Interchanger les vocations

Dans des villes ou quartiers de petites dimensions, il peut être complexe d’offrir une variété de commerces et d’assurer un certain dynamisme. C’est pourtant ce qu’a réussi la petite île de Zeeburgereiland, située aux Pays-Bas. Dans le but d’assurer un milieu de vie agréable à leurs résidents, les constructions WOON& comprennent des locaux commerciaux conçus pour être partagés. Ces lieux s’intègrent donc à des bâtiments abritant des logements et sont animés par différents entrepreneurs au cours de la journée. Les emplacements peuvent successivement être occupés par une boulangerie en matinée puis un bar à vin en soirée, une façon d’optimiser les locaux tout en répondant aux besoins des résidents et des touristes. Ces initiatives permettent aux riverains d’avoir accès à plusieurs services dans un quadrilatère assez restreint.
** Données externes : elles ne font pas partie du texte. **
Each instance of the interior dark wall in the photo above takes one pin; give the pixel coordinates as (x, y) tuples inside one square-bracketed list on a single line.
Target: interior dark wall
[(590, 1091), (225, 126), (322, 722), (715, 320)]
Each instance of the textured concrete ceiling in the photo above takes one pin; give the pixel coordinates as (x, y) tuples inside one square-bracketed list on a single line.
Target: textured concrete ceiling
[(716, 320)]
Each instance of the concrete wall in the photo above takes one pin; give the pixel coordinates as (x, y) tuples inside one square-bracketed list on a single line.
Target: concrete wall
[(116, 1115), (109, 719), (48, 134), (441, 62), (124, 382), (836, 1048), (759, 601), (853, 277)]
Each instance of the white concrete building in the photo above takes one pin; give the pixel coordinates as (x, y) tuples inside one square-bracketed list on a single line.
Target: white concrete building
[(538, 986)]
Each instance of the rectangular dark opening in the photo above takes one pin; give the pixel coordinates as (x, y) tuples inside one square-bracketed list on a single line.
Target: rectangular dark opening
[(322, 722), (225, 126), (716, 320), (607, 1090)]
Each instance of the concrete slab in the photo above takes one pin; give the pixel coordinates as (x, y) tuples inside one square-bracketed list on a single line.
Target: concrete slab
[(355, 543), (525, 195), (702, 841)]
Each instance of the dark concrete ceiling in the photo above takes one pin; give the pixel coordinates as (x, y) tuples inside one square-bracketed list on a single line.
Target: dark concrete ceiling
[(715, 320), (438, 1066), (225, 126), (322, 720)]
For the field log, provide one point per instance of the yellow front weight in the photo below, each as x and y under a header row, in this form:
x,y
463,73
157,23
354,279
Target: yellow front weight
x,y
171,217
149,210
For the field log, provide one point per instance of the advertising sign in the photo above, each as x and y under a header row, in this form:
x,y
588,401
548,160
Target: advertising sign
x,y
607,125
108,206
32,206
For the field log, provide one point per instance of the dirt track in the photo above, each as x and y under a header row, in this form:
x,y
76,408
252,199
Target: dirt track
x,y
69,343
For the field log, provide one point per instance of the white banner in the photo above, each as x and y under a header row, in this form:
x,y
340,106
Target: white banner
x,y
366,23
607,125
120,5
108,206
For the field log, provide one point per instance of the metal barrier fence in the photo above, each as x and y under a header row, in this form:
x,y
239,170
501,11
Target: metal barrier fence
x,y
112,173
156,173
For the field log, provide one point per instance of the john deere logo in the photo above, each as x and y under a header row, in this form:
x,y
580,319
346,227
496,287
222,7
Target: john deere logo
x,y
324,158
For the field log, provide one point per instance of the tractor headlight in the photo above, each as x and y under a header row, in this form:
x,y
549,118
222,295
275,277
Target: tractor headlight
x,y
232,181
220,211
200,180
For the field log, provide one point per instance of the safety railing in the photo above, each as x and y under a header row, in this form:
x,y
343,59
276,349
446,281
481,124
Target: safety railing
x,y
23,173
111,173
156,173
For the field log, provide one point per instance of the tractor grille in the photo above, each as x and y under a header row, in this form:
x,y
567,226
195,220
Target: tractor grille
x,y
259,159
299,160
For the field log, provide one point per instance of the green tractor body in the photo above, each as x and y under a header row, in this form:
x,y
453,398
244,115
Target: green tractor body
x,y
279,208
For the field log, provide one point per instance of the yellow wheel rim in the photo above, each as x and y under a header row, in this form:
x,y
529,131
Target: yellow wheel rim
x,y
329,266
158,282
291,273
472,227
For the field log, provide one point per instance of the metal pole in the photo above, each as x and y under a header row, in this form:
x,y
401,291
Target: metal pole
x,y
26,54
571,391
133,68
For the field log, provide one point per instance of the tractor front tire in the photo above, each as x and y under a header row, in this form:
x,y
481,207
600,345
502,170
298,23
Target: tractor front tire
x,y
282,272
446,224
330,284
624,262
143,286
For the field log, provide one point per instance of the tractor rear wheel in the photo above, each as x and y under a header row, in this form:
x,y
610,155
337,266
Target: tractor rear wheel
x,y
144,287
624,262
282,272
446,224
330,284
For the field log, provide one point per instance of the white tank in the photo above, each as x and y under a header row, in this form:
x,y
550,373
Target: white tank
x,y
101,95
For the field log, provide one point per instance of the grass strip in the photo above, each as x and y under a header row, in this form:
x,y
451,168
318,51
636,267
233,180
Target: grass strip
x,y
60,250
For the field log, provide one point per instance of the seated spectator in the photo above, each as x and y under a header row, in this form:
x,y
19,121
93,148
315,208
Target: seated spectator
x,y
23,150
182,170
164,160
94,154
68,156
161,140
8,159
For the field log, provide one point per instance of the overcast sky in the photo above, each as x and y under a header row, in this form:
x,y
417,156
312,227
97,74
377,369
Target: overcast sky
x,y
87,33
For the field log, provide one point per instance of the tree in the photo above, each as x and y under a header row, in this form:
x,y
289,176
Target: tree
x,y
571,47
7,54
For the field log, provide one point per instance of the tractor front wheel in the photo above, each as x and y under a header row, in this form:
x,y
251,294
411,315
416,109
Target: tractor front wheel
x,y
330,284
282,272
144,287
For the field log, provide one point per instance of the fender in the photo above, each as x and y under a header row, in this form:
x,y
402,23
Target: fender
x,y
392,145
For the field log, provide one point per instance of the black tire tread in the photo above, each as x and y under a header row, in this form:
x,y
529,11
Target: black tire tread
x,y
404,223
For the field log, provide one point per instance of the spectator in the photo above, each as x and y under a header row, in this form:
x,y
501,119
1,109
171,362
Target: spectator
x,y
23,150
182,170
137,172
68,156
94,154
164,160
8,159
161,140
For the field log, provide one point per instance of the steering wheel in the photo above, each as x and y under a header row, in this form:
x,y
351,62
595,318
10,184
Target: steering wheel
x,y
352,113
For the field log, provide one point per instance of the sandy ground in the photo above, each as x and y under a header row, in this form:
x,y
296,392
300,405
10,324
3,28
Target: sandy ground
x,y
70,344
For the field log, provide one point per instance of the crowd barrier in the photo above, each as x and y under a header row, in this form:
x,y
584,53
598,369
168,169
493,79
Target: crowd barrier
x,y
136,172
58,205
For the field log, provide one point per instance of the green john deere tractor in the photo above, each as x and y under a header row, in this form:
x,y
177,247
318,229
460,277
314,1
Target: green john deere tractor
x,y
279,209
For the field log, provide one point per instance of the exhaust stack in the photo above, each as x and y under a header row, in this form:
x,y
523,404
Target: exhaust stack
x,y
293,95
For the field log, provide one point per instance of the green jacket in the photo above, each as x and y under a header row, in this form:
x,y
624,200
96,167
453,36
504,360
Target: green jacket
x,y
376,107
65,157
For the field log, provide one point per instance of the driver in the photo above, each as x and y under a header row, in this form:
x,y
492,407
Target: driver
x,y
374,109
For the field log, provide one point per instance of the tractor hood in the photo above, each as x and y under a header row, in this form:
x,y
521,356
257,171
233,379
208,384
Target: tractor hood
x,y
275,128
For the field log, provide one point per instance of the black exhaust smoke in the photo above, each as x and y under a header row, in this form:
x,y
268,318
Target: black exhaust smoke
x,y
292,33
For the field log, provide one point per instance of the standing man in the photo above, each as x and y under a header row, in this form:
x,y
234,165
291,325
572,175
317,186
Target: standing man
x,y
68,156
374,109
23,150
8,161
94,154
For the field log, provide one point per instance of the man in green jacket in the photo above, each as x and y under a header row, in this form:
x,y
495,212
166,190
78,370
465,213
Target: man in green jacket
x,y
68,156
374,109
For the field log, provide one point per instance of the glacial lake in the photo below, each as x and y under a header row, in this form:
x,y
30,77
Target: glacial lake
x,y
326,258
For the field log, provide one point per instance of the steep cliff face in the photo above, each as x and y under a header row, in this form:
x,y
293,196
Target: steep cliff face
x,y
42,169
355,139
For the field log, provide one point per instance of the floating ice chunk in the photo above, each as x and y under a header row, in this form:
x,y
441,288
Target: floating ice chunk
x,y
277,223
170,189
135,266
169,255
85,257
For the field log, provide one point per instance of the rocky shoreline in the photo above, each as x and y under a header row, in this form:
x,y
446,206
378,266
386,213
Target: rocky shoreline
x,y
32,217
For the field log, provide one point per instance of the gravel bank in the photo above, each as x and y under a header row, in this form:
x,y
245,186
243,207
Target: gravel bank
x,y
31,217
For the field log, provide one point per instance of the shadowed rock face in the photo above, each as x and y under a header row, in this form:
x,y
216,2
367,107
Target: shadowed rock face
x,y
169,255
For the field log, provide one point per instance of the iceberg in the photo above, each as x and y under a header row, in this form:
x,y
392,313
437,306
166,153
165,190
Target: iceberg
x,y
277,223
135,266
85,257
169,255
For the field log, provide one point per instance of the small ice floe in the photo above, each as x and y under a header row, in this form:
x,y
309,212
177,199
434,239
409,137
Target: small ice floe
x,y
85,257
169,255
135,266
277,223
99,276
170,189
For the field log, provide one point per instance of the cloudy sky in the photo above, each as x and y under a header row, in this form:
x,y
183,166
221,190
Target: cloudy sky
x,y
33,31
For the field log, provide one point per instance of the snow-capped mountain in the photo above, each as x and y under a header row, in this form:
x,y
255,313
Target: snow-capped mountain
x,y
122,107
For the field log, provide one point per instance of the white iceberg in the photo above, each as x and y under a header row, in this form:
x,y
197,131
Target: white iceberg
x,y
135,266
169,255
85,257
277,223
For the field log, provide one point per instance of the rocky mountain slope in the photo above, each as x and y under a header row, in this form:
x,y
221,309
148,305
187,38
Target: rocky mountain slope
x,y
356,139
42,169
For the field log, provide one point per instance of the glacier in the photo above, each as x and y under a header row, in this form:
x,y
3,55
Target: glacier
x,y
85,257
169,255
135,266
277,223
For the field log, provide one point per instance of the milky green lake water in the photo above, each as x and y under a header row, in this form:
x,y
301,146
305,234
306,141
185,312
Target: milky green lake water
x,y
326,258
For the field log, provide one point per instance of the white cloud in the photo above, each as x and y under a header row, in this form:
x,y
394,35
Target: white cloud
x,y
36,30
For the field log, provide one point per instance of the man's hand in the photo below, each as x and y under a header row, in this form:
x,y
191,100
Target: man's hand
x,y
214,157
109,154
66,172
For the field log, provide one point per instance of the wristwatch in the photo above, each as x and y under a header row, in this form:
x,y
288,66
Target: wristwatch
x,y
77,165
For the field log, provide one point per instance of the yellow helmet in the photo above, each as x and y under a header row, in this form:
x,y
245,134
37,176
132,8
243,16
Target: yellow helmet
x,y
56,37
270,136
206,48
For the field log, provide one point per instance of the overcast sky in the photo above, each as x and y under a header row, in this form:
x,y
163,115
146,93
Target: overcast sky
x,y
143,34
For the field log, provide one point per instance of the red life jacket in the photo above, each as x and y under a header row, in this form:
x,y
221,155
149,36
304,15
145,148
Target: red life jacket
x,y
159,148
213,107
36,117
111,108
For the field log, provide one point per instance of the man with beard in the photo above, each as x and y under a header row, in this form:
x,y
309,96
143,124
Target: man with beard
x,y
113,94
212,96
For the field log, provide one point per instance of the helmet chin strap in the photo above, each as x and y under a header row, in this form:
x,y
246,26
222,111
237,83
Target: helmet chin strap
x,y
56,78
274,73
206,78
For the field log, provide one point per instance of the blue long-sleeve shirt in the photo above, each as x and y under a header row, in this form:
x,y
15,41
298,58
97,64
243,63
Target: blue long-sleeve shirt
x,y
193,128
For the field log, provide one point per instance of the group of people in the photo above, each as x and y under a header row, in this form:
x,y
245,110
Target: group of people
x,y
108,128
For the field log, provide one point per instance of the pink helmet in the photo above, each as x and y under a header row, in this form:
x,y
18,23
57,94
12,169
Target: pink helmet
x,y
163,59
Un moyen d’encourager les commerces de quartier !

En Suisse, en plein cœur de la vieille ville de Zurich, le bain pour femme Stadthausquai se transforme en Barfussbar la nuit tombée, un bar « pieds nus » à ciel ouvert en bordure du fleuve. Une programmation musicale est offerte et le dimanche est voué à des soirées de danse.

Déjouer l’inflation par le partage d’espaces

Le prix élevé des loyers et l’inflation sont des freins importants à la rentabilité des entreprises. Le partage et l’optimisation des espaces entre entrepreneurs ayant des besoins complémentaires peuvent s’avérer des solutions créatives pour contrer ces enjeux. À Milan, Slowear18 est un magasin durant la journée ; le soir venu, l’espace se transforme en bar. On remarque que des ajustements dans l’aménagement, parfois légers, peuvent permettre une cohabitation dont les bénéfices sont grands. Un choix qui peut permettre un partage de coût des espaces, un plus grand dynamisme dans le quartier et une fidélité de clientèle qui s’attache au lieu.

Source de l’image : Slowear18

À Montréal, la boutique de divertissement Les Grillons Givrés propose un commerce éphémère et une soirée jeux tous les vendredis, sa plateforme de vente en ligne est disponible en tout temps. Durant les autres moments de la semaine, c’est l’entreprise InspireA+ qui a pignon sur rue, un espace de yoga et de mise en forme.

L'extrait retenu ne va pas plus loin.